Figure 4:. Simulation reveals low-energy structural fluctuations about post-catalytic configuration.

(A) Comparison of Mettl15 orientations between catalytic (cyan) and post-catalytic (smoky blue) states based on superposition of the mtSSU. Shifts between equivalent Mettl15 Cα atoms and rRNA phosphorus atoms in the different states are color-coded using the spectrum from dark blue to red, corresponding to the range from 0 to 20 Å. (B) A.s.d of Mettl15 calculated with respect to the post-catalytic conformation. There are no major intramolecular structural deformations required to adopt orientations in which SAM is proximal to C1486 (labeled “restrained”). The most notable difference is an increase of ~0.5 Å in Leu274. (C) Comparison of Mettl15 orientations between pre-catalytic (brown) and catalytic (cyan) states. The angles describing Mettl15 rotation between the states are indicated. (D) Free energy of Mettl15, calculated from a simulation without SAM-C1486 restraints (i.e. unrestrained). When the restraint is included, short distances between SAM and C1486 (<7 Å) can be reached when Mettl15 is rotated/tilted by ~7–12°. Each “x” indicates a simulated conformation in which the distance is small (<7 Å) in the restrained simulations.

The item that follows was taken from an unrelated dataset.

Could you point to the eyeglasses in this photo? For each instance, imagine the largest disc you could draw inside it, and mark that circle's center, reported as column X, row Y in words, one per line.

These domain orientations are associated with small increases in free energy, indicating that thermal energy is sufficient for Mettl15 to spontaneously adopt catalytically-compatible poses.

Figure 5:. Sequential steps assembly with Mettl17 and Mettl15.

Left, T. brucei based model of human pre-mtSSU (PDB ID 8CST) with Mettl17-Mettl15. Middle, model from molecular dynamics simulations with rearranged Mettl15 bringing it to the substrate for its methylation. Right, model of the post-catalytic state (PDB ID 7PNX), in which the target nucleotide C1486 is resolved. The estimated distances between the target nucleotide and Mettl15 cofactor SAM are shown and selected rRNA helices are annotated in the close-up views. Asterisks indicate equivalent elements in the three states.

Figure 6:. Proposed mtSSU pathway with precursors containing Mettl15-Mettl17 heterodimer and the pre-mtSSU with three methyltransferases.

Assembly and initiation factors are shown as colored-coded surfaces. Mitoribosomal proteins and RNA are shown as grey surfaces.